Купец замер, дикими глазами смотря на дорогую вещь, которая стоила не менее трех тысяч рублей. Через минуту словно опомнившись, Михаил Емельянович согласно закивал, и затараторил:
— Хватит, Хватит! Забирай ее!
— Отец! — воскликнула в ужасе Глаша. Это было просто чудовищно. Они не только не спросили ее согласия, хочет ли она ехать с Дмитрием, но и торговали ею, словно она была кобылой. — Да как же Вы?!
Купец почти выхватил из руки Дмитрия кортик, с интересом и восхищением вертя изысканную вещь в руках.
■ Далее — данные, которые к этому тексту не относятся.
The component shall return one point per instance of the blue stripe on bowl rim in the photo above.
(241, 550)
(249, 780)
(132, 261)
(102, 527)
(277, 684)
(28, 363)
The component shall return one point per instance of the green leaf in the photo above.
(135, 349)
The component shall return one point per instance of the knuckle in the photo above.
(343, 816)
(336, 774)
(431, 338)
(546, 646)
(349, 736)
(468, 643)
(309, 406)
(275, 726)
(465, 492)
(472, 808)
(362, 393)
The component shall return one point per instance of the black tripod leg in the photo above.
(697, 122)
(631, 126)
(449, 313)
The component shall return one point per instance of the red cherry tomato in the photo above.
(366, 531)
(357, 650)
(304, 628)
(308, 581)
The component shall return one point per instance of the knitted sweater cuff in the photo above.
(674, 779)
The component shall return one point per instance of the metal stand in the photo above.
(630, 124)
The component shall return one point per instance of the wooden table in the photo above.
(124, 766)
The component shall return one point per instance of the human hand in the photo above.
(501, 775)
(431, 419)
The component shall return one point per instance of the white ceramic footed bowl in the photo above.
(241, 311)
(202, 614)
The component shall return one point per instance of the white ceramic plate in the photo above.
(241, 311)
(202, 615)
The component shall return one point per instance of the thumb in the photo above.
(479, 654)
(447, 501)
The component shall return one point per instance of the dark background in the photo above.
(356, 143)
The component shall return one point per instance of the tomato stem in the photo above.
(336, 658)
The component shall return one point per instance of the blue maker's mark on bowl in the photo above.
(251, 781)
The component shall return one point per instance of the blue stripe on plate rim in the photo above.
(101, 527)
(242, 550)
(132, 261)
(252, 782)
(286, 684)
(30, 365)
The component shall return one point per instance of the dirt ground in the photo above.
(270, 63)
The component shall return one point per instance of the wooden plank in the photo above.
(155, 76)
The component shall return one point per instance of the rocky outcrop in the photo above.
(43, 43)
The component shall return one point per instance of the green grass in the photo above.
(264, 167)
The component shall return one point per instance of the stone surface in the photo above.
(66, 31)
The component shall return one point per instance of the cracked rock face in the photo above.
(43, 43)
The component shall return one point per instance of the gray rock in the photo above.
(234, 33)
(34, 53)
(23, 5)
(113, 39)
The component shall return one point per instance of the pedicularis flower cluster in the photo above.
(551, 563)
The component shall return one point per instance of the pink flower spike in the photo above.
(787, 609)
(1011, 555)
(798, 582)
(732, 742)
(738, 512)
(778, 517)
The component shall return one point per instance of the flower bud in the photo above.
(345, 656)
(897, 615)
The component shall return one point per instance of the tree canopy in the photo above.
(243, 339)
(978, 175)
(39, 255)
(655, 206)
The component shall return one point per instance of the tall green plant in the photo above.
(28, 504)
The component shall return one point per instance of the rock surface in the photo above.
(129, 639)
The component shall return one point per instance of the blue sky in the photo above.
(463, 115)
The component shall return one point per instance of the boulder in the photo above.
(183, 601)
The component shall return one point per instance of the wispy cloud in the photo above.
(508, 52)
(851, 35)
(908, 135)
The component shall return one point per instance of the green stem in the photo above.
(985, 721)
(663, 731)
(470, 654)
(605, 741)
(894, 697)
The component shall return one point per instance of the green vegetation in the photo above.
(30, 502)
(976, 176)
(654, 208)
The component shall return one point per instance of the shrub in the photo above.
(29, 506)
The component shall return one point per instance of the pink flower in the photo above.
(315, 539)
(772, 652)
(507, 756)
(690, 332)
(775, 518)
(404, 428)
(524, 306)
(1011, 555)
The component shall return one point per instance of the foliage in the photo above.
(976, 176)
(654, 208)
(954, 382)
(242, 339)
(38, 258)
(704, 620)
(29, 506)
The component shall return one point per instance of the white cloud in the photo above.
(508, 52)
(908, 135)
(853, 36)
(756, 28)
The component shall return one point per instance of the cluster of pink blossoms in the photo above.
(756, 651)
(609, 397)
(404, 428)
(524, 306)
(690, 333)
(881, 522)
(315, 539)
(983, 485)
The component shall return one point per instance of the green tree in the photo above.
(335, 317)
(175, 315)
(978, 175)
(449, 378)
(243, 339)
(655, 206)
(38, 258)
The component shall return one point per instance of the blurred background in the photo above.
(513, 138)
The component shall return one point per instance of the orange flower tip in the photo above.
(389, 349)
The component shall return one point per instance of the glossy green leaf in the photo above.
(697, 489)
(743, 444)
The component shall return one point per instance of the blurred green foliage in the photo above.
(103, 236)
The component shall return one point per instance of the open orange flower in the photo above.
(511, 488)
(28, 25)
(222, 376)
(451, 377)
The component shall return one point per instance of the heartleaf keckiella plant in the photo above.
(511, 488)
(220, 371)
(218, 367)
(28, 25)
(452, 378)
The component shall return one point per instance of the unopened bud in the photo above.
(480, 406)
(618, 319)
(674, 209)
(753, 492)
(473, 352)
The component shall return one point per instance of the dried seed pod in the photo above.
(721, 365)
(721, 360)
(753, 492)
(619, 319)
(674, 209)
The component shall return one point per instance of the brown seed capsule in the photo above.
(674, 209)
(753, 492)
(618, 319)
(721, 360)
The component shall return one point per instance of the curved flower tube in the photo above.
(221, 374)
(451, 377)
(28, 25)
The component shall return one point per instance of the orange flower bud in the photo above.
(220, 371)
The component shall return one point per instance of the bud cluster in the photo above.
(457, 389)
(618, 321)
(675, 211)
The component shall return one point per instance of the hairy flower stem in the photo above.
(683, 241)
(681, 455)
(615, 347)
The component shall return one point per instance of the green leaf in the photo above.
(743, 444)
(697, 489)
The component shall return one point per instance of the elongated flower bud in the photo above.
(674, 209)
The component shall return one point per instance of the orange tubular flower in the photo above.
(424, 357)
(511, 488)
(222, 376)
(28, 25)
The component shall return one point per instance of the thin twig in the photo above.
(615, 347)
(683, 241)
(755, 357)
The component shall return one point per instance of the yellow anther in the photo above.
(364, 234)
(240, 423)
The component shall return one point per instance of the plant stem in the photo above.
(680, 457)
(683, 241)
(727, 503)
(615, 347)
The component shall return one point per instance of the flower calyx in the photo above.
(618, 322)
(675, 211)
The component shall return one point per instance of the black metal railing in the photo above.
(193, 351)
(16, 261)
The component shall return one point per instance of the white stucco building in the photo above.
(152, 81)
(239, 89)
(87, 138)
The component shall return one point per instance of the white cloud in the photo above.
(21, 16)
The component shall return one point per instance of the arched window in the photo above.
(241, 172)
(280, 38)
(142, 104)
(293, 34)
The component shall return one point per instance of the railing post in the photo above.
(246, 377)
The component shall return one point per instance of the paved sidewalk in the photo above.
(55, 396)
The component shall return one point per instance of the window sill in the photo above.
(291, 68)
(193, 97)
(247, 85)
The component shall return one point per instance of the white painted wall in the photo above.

Скарятин же смерив презрительным взглядом Кавелина, подошел к Глаше и, обняв ее за плечи, повел девушку со двора, на ходу заметив:
— Ничего не берите. Позже я куплю Вам все, что понадобится.
Когда молодые люди вышли на улицу, Кавелин, подошел к воротам и злобно проследил взглядом, как Скарятин с Глашей садится в закрытый экипаж.
— Баба с возу кобыле легче, — зло заметил Михаил Емельянович, сплевывая себе под ноги и провожая злобным взглядом удаляющейся экипаж. — Итак, из-за нее все парни на нашей улице передрались, хоть покой будет...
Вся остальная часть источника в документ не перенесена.